Spatiotemporal assessment of humic substance-rich stream and shallow karst aquifer interactions in a boreal catchment of northern Estonia

Abstract

Artificial and natural tracers have been frequently used to study the water interactions in the river-karst aquifer continuum. Dissolved organic matter (expressed in the form of total or dissolved organic carbon) has proven to be an effective soil-related parameter when studying the recharge behavior of karst aquifers in many cases. In this study we discuss the use of more catchment-specific dissolved organic matter groups like humic substances to characterize the hydrodynamic and chemical interactions of the sinking Tuhala River and the shallow Nabala-Rakvere karst aquifer hosting the Tuhala karst system in a boreal catchment of northern Estonia. A network of 15 surface water and groundwater monitoring points was sampled for humic substances, major ions and stable isotopes for seven field campaigns (138 samples in total) under different hydrological conditions over the period of one year. In the context of relatively homogenous major ion chemistry and stable isotope signatures, humic substances proved to be an effective conservative tracer for delineating and characterizing the mixing of the waters of the Tuhala River and shallow aquifer in the karst system.

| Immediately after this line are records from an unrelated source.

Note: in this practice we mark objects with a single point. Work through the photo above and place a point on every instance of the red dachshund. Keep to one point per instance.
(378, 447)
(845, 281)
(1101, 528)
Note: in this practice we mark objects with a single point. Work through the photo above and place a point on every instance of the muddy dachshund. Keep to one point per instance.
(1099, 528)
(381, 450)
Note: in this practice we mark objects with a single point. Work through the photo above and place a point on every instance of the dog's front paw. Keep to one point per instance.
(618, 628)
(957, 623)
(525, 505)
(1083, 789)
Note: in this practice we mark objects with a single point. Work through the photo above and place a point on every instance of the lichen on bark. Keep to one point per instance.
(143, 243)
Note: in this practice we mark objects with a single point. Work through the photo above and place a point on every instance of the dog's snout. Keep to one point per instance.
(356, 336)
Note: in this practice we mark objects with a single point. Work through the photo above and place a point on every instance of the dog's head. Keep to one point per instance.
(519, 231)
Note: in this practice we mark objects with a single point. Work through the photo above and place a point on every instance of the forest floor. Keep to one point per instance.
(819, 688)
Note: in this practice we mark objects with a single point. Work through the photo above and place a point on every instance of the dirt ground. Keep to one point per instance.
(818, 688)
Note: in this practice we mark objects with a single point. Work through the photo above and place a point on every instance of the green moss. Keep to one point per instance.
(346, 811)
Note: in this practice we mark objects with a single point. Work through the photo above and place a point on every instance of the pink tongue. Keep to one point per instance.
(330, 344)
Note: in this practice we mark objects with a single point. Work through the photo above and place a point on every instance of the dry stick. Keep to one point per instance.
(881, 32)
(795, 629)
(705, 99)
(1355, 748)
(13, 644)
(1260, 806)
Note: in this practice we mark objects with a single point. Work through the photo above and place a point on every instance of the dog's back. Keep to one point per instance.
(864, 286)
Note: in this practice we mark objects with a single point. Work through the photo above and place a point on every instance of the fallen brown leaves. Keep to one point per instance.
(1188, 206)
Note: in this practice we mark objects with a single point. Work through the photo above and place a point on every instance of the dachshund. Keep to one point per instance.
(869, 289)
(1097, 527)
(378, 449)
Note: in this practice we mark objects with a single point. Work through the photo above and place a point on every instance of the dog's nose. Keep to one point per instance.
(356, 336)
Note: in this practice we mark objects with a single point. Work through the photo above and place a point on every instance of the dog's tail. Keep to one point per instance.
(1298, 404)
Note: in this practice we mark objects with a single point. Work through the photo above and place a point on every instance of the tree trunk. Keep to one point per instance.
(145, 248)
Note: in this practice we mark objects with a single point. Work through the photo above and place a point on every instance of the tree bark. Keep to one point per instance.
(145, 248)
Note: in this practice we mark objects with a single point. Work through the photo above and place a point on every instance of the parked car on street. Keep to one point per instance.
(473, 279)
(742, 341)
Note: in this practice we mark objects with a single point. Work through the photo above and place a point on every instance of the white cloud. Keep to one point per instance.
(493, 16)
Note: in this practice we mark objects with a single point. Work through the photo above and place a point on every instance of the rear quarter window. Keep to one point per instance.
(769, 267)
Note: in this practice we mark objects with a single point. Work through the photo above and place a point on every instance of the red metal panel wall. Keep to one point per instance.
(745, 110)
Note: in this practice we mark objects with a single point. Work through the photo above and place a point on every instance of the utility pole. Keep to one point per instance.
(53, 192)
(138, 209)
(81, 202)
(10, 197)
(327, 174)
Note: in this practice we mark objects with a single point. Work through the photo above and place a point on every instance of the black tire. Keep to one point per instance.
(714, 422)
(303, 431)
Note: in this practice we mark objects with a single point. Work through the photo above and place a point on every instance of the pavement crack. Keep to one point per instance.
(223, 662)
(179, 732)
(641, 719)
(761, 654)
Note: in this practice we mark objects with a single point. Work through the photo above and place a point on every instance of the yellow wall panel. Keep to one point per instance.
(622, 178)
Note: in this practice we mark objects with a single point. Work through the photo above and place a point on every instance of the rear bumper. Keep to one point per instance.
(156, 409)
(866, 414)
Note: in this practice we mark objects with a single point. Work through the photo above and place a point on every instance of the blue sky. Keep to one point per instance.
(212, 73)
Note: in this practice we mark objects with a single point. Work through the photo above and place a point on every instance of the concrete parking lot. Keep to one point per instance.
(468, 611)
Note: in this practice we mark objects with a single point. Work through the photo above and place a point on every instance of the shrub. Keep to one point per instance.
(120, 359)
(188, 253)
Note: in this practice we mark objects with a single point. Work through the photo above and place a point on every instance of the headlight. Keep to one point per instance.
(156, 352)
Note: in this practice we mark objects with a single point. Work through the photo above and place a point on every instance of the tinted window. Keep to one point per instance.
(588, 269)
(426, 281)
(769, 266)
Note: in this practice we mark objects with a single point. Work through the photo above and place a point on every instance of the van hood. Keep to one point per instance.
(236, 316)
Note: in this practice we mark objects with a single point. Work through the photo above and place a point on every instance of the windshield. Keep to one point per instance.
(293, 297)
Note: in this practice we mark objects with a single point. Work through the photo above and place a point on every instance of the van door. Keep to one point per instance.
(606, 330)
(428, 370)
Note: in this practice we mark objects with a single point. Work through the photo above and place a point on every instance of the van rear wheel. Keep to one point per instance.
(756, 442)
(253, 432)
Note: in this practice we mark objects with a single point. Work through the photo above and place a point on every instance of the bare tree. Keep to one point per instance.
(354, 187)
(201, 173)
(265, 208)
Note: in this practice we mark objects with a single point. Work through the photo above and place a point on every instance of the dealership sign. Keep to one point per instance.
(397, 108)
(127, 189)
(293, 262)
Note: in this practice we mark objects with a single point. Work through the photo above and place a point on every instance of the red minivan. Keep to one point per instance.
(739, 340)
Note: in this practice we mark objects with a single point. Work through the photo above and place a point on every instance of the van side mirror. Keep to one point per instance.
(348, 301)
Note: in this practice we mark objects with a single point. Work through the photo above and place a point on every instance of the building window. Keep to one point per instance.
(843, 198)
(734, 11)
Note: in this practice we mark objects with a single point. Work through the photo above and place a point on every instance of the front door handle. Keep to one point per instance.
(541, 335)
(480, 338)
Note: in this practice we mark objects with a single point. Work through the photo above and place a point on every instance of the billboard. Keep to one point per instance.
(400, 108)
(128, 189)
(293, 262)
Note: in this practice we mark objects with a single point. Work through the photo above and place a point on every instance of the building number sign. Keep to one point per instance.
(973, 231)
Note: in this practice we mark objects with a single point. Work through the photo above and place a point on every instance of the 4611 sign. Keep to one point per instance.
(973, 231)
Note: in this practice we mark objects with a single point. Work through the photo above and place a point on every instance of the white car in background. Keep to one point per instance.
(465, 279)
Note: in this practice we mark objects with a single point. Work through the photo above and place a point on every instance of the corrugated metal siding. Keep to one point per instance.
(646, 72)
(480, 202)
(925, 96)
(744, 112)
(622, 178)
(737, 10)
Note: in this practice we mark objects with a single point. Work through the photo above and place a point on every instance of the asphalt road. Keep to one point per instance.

A two-component mass balance mixing model utilizing humic substances was used to evaluate the mixing fractions in the main perennial spring group of the karst system and in other relevant monitoring points if possible. It was deduced that on average 88 ± 16% of the recharge for the main perennial spring group of the karst system was provided by the Tuhala River. In the case of the wet September of 2017, only 54% of the spring discharge originated from the river, i.e. 46% could have been provided by the hosting aquifer. The river-aquifer mixing fractions were found to be in good agreement (R2 = 0.7; n = 7; p = 0.019) with the ratio of intersection of the potentiometric surfaces (hydraulic gradient ratio) of the karst system and the hosting karst aquifer, suggesting their significant hydraulic interdependence.